Closed Ale-Burzio closed 1 year ago
Can you increase the debug_level to >=3 to enable more verbose logging? https://github.com/NVlabs/BundleSDF/blob/master/run_custom.py#L199
Then you can visualize the ply files in the output dir, frame ID folders, whether the point cloud is reasonable.
done, and the point cloud is not reasonable (again, very sparse points)
here some visualization of the first few frames, the mask is correct and the RGB image is segmented correctly, but depth is wrong (filtered depth is empty) https://mega.nz/file/lWtR0axI#YXC2Cv_6zWdcMlxZ8UVOOD-qUUL9iSFdoCdveKsSbaY
This does not look right. It seems like the depth format is not exactly the same as the milk to be read. Can you first make sure you can convert the depth to reasonable point cloud with your intrinsics? This is independent on BundleSDF.
They look fine actually, although the one rescaled to 640x480 has a lot of noise (maybe because of interpolation?). but it's still very different from what I get in the pipeline
perhaps you can try sending the images before resizing. Also make sure your intrinsics are correct.
The problem with images before resizing is that the program crashes when at some point it tries to reshape something into 640x480 resolution, but I was not able to track where that happens.
I assumed the downsizing can be specified in run_custom.py l.40:
reader = YcbineoatReader(video_dir=video_dir, shorter_side=480)

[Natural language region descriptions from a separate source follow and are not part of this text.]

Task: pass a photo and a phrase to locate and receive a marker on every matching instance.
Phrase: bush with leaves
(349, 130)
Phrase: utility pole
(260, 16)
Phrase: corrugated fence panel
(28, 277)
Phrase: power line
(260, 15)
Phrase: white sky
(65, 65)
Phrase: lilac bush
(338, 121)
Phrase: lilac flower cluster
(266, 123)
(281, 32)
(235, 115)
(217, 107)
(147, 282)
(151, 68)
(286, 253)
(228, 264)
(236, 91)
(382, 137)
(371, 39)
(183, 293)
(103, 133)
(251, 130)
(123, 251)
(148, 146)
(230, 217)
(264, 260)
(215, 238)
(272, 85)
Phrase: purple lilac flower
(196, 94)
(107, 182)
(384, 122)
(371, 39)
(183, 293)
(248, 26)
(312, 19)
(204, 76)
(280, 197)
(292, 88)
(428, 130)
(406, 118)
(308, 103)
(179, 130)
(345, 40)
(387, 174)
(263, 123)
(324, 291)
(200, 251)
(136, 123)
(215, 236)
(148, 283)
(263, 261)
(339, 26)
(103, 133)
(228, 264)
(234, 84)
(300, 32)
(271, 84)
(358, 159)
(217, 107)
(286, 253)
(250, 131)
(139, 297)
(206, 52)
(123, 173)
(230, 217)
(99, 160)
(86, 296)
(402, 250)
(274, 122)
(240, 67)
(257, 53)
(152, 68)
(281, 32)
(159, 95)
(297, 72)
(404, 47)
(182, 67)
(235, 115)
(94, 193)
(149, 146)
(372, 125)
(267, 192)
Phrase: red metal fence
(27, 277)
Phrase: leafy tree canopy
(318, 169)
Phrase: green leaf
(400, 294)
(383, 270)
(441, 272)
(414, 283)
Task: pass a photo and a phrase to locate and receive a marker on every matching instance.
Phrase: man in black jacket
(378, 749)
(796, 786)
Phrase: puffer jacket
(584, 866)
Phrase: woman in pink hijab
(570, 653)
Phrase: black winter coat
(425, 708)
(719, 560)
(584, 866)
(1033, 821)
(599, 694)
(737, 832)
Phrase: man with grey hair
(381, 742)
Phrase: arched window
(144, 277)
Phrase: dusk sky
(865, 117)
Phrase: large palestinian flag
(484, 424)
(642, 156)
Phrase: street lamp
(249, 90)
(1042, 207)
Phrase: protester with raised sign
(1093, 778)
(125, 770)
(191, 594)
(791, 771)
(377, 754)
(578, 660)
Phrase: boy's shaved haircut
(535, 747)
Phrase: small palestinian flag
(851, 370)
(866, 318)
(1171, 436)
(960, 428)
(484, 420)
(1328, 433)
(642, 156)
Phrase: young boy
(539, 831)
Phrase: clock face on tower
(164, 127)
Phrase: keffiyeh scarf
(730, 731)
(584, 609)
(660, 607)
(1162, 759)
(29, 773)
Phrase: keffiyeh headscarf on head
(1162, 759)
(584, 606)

either by setting the shorter_side or by providing the downscale parameter (default=1) to YcbineoatReader.
@wenbowen123 Is that sufficient or must the image size / downscale factor also be set anywhere else?
@bkyCadida try shorter_side
for now. Later we will add that as an option.
I think I have come across an issue related to this: When scaling a different dataset's depth map to match the range of the milk example, a breaking error was resolved. It seems that the scale of the input depth map matters, and that values above a certain threshold get disregarded during point cloud extraction.
In detail:
I recently got the following error when running BundleSDF on the SM1 scene of the HO3D dataset:
[pcl::PLYWriter::writeASCII] Input point cloud has no data!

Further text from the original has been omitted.